As the 8 a.m. bell buzzed on the second day of the school year, students poured out of their first-period classes into the pristine gray and white hallways of Seckinger High School in Gwinnett County.
Seckinger, which opened three years ago, touts itself as the nation’s first AI-themed high school. As artificial intelligence advances at a dizzying pace, schools like Seckinger are continuing to work to stay ahead.
“You can never be satisfied with what you did last year,” Principal Jimmy Fisher, a 1997 alum of Gwinnett’s Dacula High, told The Atlanta Journal-Constitution at the end of a tour of the building.
Credit: abbey.cutrer@ajc.com
Credit: abbey.cutrer@ajc.com
Here, every teacher must weave programming, data science, mathematical reasoning, creative problem solving, ethics and applied experiences into the curriculum.
Schools in other parts of the state are also racing to keep up. Educators in metro Atlanta communities like DeKalb and Fulton are integrating AI to aid learning in subjects like math and English.
In other parts of Georgia, companies like Amazon AWS are working with Georgia school districts to bring AI technology to support teachers and students. In the past year, Amazon AWS told the AJC nearly 5,000 Georgia students have explored AI content on Code.org, with 65% coming from schools serving historically underserved and underrepresented student populations.
“Most of Georgia’s K-12 schools are just at the beginning of their AI journey, and most are looking to build the framework and their guardrails,” Kim Majerus, the company’s vice president for global education, said when asked how Amazon AWS is involved with K-12 schools. “It’s so important to understand the importance of academic integrity and the power technology can bring into the classroom, ensuring that they’re using it in a consistent fashion.”
Credit: abbey.cutrer@ajc.com
Credit: abbey.cutrer@ajc.com
At Seckinger, the AI theme applies to every class. Even in physical education classes, there are iPads by the weight machines, which students can use to “talk” to generative AI chatbots about effective exercises.

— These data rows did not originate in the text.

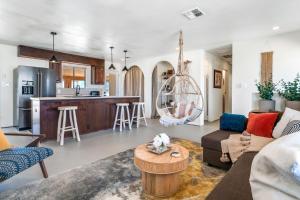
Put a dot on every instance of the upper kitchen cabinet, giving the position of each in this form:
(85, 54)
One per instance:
(97, 75)
(57, 67)
(97, 65)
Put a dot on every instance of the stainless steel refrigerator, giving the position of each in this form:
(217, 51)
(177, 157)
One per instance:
(30, 82)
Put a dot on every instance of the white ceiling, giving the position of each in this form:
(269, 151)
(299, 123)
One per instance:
(144, 27)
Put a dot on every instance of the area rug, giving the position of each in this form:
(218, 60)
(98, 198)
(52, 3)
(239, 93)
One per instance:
(116, 178)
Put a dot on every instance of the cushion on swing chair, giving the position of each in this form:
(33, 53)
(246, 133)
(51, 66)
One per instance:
(183, 109)
(167, 120)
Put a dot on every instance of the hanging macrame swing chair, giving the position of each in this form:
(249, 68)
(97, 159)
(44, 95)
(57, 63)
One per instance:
(187, 104)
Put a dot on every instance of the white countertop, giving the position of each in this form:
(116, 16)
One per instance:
(78, 97)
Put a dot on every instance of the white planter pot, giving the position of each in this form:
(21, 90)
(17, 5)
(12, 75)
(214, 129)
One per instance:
(293, 105)
(266, 105)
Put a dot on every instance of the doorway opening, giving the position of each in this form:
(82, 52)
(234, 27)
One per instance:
(134, 82)
(218, 87)
(162, 71)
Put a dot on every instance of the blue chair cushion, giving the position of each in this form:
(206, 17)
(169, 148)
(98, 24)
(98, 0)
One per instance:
(233, 122)
(16, 160)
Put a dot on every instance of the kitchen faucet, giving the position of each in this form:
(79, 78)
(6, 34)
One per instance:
(77, 90)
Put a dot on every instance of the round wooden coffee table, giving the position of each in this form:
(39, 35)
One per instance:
(160, 172)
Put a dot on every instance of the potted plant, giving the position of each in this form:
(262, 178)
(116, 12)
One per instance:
(291, 92)
(266, 92)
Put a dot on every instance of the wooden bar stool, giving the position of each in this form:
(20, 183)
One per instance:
(120, 116)
(138, 113)
(61, 126)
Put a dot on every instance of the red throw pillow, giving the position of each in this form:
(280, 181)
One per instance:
(261, 124)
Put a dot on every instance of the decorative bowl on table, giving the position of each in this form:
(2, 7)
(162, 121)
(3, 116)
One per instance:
(160, 144)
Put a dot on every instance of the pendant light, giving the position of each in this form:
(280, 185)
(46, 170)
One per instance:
(53, 59)
(125, 67)
(111, 67)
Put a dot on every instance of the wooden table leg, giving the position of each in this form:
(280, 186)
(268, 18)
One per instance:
(160, 185)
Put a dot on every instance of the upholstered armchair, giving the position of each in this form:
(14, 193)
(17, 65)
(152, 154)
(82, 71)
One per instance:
(18, 159)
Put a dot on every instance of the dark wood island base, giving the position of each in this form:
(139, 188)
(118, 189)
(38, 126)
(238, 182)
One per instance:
(93, 113)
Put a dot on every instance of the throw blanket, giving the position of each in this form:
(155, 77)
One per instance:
(237, 144)
(275, 170)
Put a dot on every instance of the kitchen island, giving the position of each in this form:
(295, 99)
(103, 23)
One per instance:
(93, 113)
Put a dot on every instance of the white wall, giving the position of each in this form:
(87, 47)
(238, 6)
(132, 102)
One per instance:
(215, 95)
(196, 71)
(246, 67)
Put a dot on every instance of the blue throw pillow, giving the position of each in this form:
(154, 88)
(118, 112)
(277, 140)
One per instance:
(233, 122)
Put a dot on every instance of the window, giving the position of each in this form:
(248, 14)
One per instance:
(73, 76)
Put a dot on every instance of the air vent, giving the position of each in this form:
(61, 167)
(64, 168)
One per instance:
(193, 13)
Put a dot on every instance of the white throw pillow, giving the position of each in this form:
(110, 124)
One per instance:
(288, 115)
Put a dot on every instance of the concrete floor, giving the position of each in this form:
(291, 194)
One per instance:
(98, 145)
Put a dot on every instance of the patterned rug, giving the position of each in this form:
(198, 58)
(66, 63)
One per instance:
(116, 178)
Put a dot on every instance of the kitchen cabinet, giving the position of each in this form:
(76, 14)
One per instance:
(57, 67)
(97, 75)
(93, 113)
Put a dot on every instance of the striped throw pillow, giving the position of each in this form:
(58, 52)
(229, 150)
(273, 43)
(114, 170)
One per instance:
(292, 127)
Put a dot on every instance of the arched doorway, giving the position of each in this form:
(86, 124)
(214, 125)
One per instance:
(162, 71)
(134, 82)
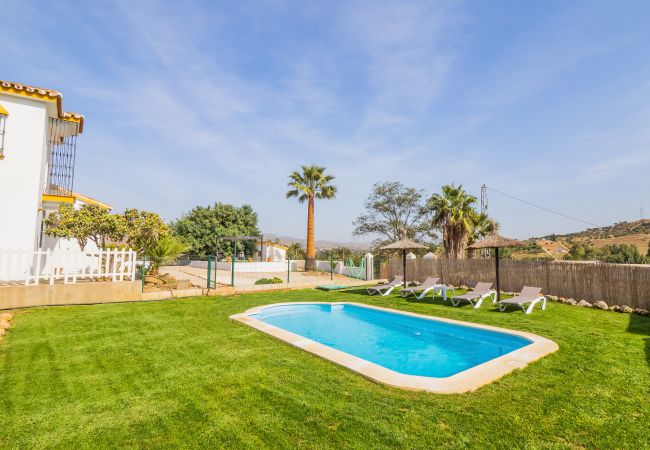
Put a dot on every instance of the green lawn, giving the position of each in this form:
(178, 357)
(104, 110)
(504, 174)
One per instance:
(180, 373)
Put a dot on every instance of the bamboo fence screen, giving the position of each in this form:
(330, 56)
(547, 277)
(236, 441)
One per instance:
(615, 284)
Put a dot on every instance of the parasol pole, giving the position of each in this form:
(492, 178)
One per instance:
(404, 262)
(496, 262)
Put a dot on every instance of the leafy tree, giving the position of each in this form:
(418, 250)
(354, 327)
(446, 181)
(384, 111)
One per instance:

Other classrooms, like one for a Mechatronics course, have labs with tools attached for hands-on learning. In the computer lab, Fisher held up signs with letters engraved by machines that had been programmed by students.
Credit: abbey.cutrer@ajc.com
Credit: abbey.cutrer@ajc.com
Teachers are challenged to incorporate technology into their lesson plans, Fisher said. Scott Gaffney, the social studies department chair, said it’s part of the reason he wanted to be at the school. He instructed students to pull up a dataset on their laptops to use in a map-filling exercise as second period began.
“I intentionally wanted to be here, to teach at a school that embraced a forward-thinking, AI-ready student,” said Gaffney, who has taught for more than 20 years.
Credit: abbey.cutrer@ajc.com
Credit: abbey.cutrer@ajc.com
On another floor, teachers Holly Hall and Samantha Bart-Addison planned out the upcoming semester for the first course in a three-class AI fundamentals pathway. It’s a Career, Technical & Agricultural Education class Fisher hopes eventually might be taken by every student at SHS, even though it’s not currently mandatory.
“We are constantly having to build on what we are receiving,” Bart-Addison said, noting that students at Seckinger are the culmination of K-8 students in the cluster of elementary schools and the middle school that feed into the high school. Those younger students have had AI conceptual integration since they started in the school system. “We have to keep up with not just the technology but the students as well.”
Credit: abbey.cutrer@ajc.com
Credit: abbey.cutrer@ajc.com
Seckinger is one of three Gwinnett high schools with a three-course career pathway for students to explore AI in depth. The first class in the AI pathway focuses on ethical use, the history of AI and some programming, Hall said.
When Seckinger was first conceptualized, “there were definitely some folks who at that time weren’t really sure why we were talking about AI and K-12,” said Sallie Holloway, Gwinnett’s director of artificial intelligence and computer science.
Then came the launch of ChatGPT, reinforcing the reality that AI would become a critical skill in the future labor market.
You don’t truly understand until you see it happening, Fisher said.
“These kids now that are using these concepts early on, just knowing how advanced they’re going to be in a few short years,” he said.